My mind doesn’t seem to work the way it used to. I had COVID-19 in March 2020, and I have Long Covid. I have some of the myriad of Long Covid symptoms: brain fog, tinnitus, reduced ability for physical exertion (before Covid I was regularly running 5 and 10k’s, after I had it, I couldn’t run a mile), fatigue (I can easily sleep 10-12 hours a day now, and still wake up feeling tired.) Most disturbingly, after a year and a half, these symptoms have not seemed to improve.
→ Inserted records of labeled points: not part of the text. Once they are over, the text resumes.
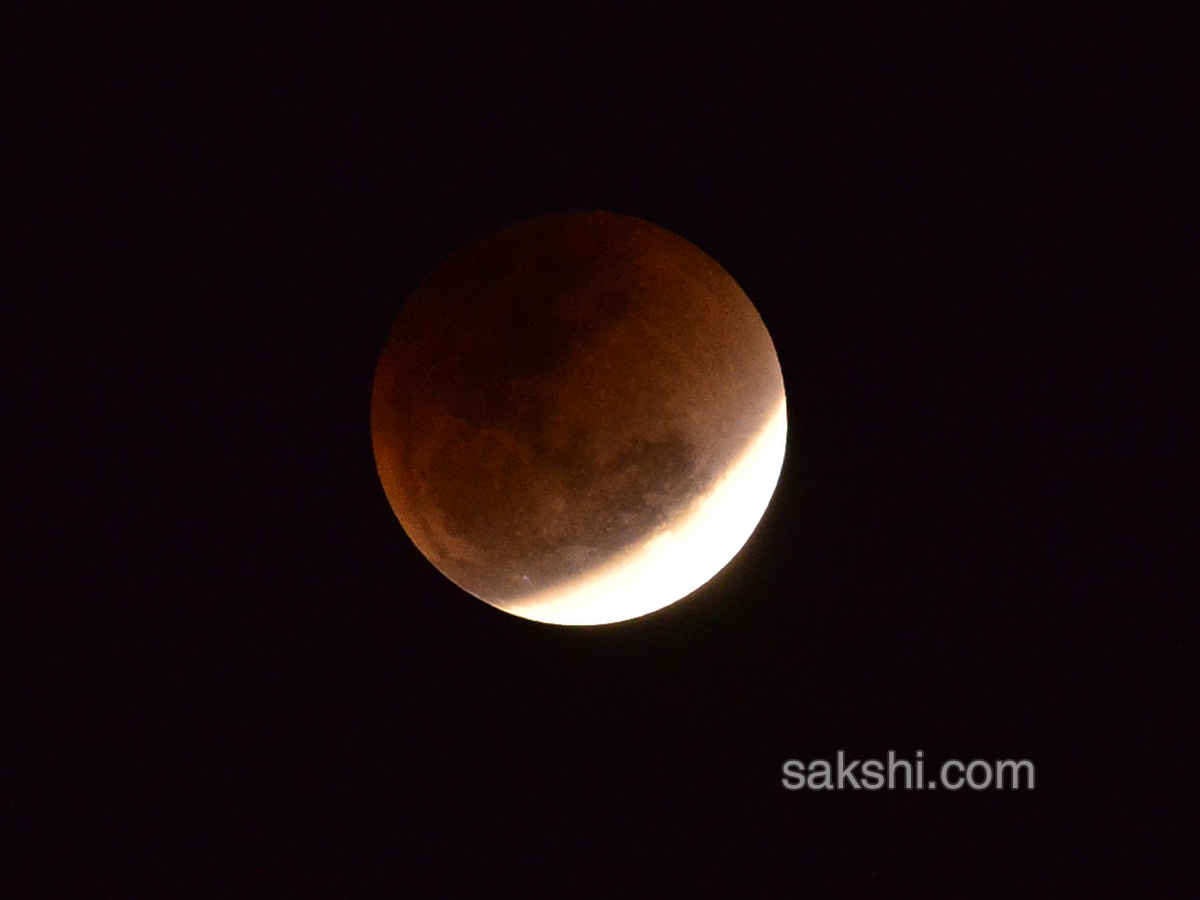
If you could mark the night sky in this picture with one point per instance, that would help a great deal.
(973, 241)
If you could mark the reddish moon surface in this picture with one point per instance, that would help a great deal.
(579, 419)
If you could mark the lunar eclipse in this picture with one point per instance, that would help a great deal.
(579, 419)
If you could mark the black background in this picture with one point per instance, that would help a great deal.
(973, 240)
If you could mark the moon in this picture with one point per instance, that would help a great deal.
(579, 419)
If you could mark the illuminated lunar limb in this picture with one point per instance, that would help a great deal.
(579, 419)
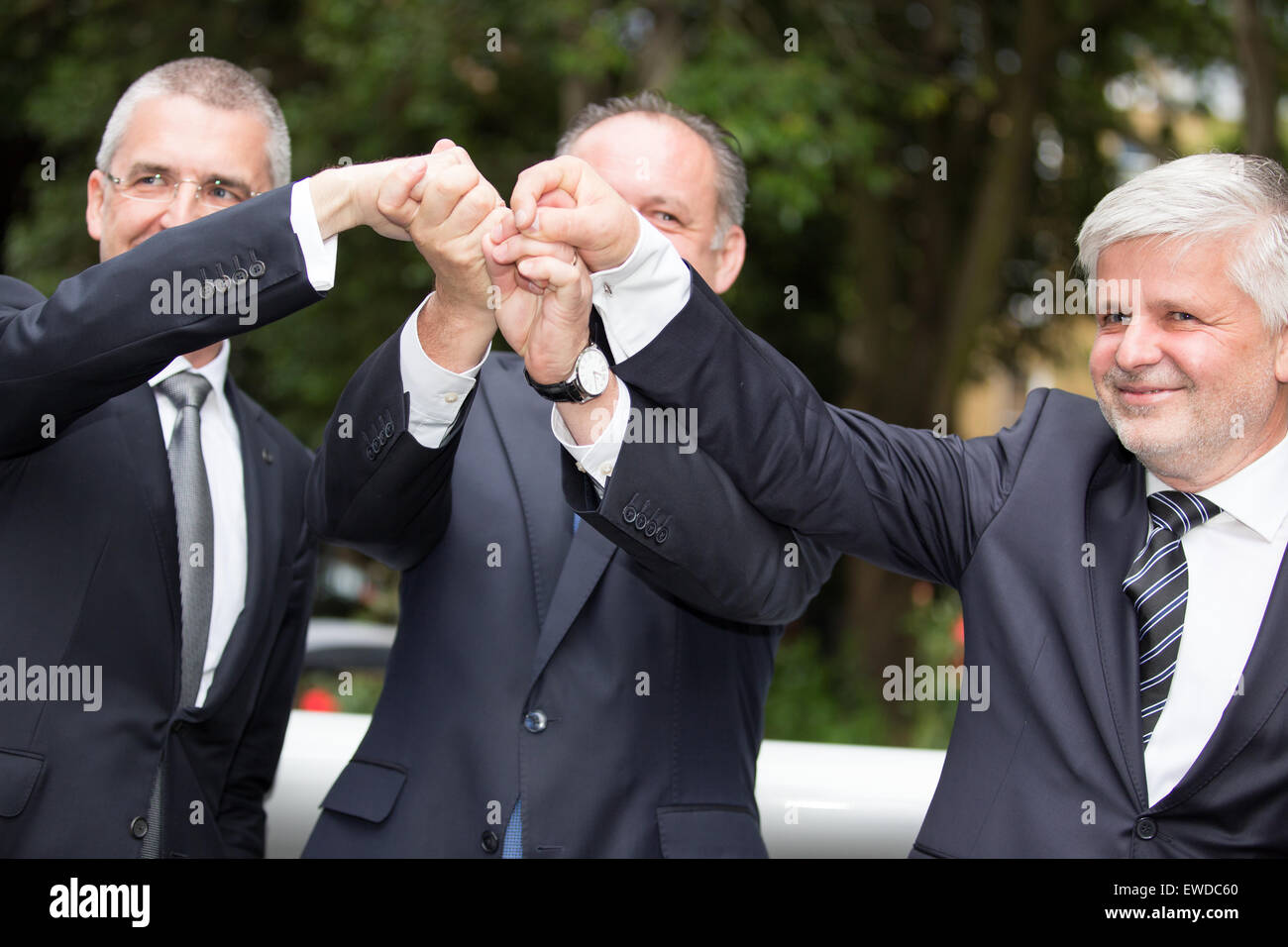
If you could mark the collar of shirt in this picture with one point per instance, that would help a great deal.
(1254, 495)
(214, 371)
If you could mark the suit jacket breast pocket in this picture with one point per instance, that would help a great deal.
(709, 831)
(366, 789)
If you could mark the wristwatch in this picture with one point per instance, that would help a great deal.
(589, 379)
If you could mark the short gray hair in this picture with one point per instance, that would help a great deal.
(1206, 196)
(730, 171)
(215, 82)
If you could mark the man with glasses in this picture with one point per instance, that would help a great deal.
(155, 567)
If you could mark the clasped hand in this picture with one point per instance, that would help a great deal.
(524, 268)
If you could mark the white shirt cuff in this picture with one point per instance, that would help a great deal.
(639, 298)
(596, 459)
(437, 393)
(318, 254)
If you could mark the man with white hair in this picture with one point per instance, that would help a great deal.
(1125, 582)
(155, 566)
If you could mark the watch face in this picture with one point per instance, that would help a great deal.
(592, 371)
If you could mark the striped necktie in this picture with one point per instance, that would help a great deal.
(1158, 586)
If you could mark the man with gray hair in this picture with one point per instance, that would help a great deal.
(153, 536)
(1124, 581)
(546, 697)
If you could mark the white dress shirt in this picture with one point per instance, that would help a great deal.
(1233, 560)
(220, 447)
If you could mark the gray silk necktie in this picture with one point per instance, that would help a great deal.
(196, 521)
(194, 518)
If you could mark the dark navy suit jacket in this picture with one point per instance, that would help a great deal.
(651, 712)
(1035, 527)
(89, 569)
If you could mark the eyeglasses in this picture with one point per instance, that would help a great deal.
(161, 188)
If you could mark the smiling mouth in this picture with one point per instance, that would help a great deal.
(1145, 395)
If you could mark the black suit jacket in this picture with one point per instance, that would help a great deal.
(89, 556)
(1035, 527)
(651, 712)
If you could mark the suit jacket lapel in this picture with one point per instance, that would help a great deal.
(587, 562)
(566, 569)
(145, 449)
(1116, 526)
(523, 423)
(262, 480)
(1263, 684)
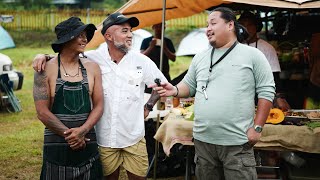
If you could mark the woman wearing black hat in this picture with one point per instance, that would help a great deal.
(69, 102)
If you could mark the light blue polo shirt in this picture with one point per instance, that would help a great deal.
(225, 117)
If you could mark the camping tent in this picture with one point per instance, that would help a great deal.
(150, 12)
(6, 40)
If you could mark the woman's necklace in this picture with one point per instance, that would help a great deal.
(66, 74)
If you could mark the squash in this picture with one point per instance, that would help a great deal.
(276, 116)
The other night, I had a strong emotional response and an insight regarding how I’m functioning now versus how I used to be able to function. Janel and I were watching “For All Mankind.” In the episode we were watching Molly Cobb—who is a pilot and astronaut—is struggling to deal with the fact that she is losing her eyesight, and that without sufficiently good eyesight she will no longer be able to fly. Struggling with the fact that being a pilot and an astronaut is core to how she views herself, and that she doesn’t see a way to have a meaningful life when she can’t be what she was anymore.


In the show, Molly goes so far as to consider spending a large amount of money on a treatment from a charlatan in a desperate last attempt to save her eyesight—and as she sees it, the only life worth living for Molly Cobb. In the end (of course?), she chooses not to do that, and to instead start the work of figuring out how to have a meaningful life as the Molly Cobb she is and will become, not the Molly Cobb she was.


For me, watching Molly’s struggle triggered one of those sudden shifts in perspective, where I could suddenly think about my life in a fundamentally different way. It hit me like a hammer blow; my chest and throat tightened up, and I started crying. I am like Molly; my mind and my intellectual capabilities aren’t what they were before Covid, and after a year and a half it seems likely that they never will be again. I need to stop looking and trying to go backward, and figure out what I am now, and what I will become in the future. To work at being more at peace with who and what I am now. To allow that to be enough.